With the approach of 1900 the awareness of a new beginning in art was heightened by a wider sense of a new age opening to which changes in daily life and expectation of further changes (e.g. electricity for light and power, radio, aeroplanes, and agreed global time system, etc. )gave experiential reality. At the same time political upheaval--socialism and anarchism - engaged with systems already weakened by the 19th century's succession of revolutions and wars. Modernism was widely, but not exclusively , associated with life in an industrialized society, and battle was joined with those who preferred art to reflect past ages and their relative stability. By the beginning of the First World War, in 1914, all the cultural centers of Europe and New York were kept aware of dramatic new developments in the arts, and particularly in the visual arts by exhibitions, specialist journals and the press in genera, although the response was largely negative and patronage was remarkably slow to engage. By 1914, it was also clear that Modernism was not one direction in the broad stream of modern art--though it was sometime associated with an overcoming of impressionism as the last style rooted in imitating natural phenomena--but many exhibiting marked differences in theory and practice. [...] Modernism was never one movement, and became more divided as abstraction became prominent.
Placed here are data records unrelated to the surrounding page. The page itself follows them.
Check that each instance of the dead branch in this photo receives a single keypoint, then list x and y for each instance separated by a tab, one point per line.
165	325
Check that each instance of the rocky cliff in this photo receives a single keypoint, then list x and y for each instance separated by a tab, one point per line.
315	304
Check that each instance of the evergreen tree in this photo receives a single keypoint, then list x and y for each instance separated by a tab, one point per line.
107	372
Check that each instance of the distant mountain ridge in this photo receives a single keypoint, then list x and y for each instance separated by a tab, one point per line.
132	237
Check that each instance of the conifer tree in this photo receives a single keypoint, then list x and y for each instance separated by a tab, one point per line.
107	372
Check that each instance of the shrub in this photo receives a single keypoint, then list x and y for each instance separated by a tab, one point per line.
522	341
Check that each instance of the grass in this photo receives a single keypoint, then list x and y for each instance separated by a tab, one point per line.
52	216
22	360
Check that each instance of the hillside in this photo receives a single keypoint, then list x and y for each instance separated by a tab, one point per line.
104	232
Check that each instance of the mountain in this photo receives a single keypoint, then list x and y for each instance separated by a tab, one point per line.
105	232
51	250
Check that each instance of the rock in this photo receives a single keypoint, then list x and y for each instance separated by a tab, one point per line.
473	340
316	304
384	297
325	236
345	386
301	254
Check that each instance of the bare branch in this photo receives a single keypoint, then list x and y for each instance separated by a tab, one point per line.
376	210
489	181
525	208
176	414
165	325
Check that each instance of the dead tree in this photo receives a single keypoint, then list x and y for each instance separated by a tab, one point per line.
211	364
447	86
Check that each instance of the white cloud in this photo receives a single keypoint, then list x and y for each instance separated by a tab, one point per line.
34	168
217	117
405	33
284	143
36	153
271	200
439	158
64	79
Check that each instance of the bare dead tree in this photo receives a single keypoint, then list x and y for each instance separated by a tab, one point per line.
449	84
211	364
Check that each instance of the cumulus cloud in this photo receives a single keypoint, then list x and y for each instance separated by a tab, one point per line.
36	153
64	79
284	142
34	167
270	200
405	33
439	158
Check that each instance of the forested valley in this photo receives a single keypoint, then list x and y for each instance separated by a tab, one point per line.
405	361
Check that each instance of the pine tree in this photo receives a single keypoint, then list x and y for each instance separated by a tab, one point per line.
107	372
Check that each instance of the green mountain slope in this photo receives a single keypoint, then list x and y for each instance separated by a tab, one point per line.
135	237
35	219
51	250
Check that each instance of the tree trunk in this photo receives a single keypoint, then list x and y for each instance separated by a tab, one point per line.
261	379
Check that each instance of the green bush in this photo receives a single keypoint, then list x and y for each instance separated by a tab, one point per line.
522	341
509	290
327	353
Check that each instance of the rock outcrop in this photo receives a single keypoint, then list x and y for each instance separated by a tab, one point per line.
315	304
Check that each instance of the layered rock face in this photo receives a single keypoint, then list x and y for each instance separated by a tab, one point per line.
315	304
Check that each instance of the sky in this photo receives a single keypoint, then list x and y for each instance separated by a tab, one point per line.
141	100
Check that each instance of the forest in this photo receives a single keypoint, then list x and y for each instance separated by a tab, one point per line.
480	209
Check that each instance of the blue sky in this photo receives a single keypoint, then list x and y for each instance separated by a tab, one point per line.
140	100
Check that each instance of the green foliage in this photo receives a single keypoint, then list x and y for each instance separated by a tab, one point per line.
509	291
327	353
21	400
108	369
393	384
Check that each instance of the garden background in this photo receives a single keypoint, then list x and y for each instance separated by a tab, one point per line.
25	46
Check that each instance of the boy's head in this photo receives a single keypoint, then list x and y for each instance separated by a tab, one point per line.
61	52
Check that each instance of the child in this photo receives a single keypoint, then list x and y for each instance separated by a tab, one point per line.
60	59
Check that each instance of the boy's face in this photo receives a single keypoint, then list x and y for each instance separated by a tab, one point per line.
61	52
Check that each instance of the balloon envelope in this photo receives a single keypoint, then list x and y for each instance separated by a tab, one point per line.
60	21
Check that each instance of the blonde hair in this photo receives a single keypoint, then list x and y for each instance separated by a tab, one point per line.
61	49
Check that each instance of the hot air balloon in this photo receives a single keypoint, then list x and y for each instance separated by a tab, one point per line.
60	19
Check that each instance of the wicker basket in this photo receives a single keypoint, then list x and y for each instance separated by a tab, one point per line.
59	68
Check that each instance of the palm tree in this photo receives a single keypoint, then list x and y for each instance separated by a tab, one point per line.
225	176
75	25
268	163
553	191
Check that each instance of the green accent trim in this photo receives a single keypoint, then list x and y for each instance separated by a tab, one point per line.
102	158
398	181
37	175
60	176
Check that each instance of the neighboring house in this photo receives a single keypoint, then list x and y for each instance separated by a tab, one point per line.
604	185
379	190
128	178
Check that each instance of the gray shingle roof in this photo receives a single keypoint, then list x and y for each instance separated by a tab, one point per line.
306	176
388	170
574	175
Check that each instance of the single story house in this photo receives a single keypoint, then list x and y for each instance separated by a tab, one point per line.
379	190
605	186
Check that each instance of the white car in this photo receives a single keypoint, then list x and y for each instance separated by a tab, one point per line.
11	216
Around 1970, Post Modernism emerged as a term implying the end of Modernism and anew pluralism in the arts, first in architecture where the so-called International Style had become dominant and was being devalued by replication. Springing from the ideas and methods of major architects such as Le Corbusier, Mies van der Rohe and Gropius, themselves active internationally and of wide influence, the International Style, crudely associated with the notion of functionalism in response to the industrialized world which it served was felt to be stifling regional traditions, alternative building methods and individual hopes of fame through personal innovation, no such central orthodoxy existed in Modernist art, so that the champions of Post-Modernism have needed to demonize Modernism as a stultifying force, solemn and homogenous. Modernism has been accused quite specifically of formalism, of elevating consideration of means and methods over communication.